Énergies renouvelables : prise en compte de l’étude de faisabilité dans l’étude d’impact

Une étude de faisabilité sur le potentiel de développement en énergies renouvelables de la zone est imposée par l’article L. 300-1 du code de l’urbanisme aux actions ou opérations d’aménagement foncier faisant l’objet d’une évaluation environnementale. Cet étude est envisagée en particulier s’agissant de l’opportunité de la création ou du raccordement à un réseau de chaleur ou de froid ayant recours aux énergies renouvelables et de récupération.

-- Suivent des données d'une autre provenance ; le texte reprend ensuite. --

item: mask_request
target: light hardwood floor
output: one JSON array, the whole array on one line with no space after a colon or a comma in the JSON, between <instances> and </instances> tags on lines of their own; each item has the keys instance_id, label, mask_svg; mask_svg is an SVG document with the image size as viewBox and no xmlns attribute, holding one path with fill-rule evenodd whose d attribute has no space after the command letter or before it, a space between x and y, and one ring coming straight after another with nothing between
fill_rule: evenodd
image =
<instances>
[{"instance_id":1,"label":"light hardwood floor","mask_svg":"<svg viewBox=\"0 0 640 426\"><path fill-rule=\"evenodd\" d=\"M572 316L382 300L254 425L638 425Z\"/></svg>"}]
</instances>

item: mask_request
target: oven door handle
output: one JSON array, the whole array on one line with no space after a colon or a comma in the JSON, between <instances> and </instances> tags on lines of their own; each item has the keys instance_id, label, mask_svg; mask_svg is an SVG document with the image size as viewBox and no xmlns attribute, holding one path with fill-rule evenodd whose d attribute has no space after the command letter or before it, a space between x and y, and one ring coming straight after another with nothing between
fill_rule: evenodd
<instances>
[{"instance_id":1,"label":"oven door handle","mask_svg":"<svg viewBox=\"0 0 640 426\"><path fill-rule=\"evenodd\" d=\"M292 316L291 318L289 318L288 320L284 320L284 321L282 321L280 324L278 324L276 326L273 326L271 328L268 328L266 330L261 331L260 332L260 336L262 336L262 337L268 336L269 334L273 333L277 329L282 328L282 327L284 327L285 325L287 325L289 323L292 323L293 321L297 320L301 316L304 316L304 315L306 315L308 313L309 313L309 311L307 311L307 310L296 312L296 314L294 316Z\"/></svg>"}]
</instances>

En effet, cette étude a pour but d’identifier les solutions d’énergies renouvelables présentant un potentiel intéressant (bois, solaire, géothermie, etc.) et de vérifier leur pertinence technique et économique. Elle vise à apporter des éléments d’aide à la décision et des préconisations d’actions opérationnelles pour la réalisation d’aménagement.
Un décret en Conseil d’État détermine les modalités de prise en compte des conclusions de cette étude de faisabilité dans l’étude d’impact.
Ainsi, l’étude d’impact comprend, outre les autres éléments prévus par l’article R. 122-5 du code de l’environnement, les conclusions de cette étude de faisabilité et une description de la façon dont il en est tenu compte.
Ce décret du 21 mai 2019 s’applique aux actions et aux opérations d’aménagement pour lesquelles la première demande d’autorisation intervient à compter du 1er octobre 2019. Il s’applique également à compter de cette même date aux opérations d’aménagement faisant l’objet d’une zone d’aménagement concerté pour lesquelles la participation du public par voie électronique est ouverte à compter du 1er octobre 2019, sauf dans le cas où l’opération a fait l’objet d’une première demande d’autorisation avant cette date.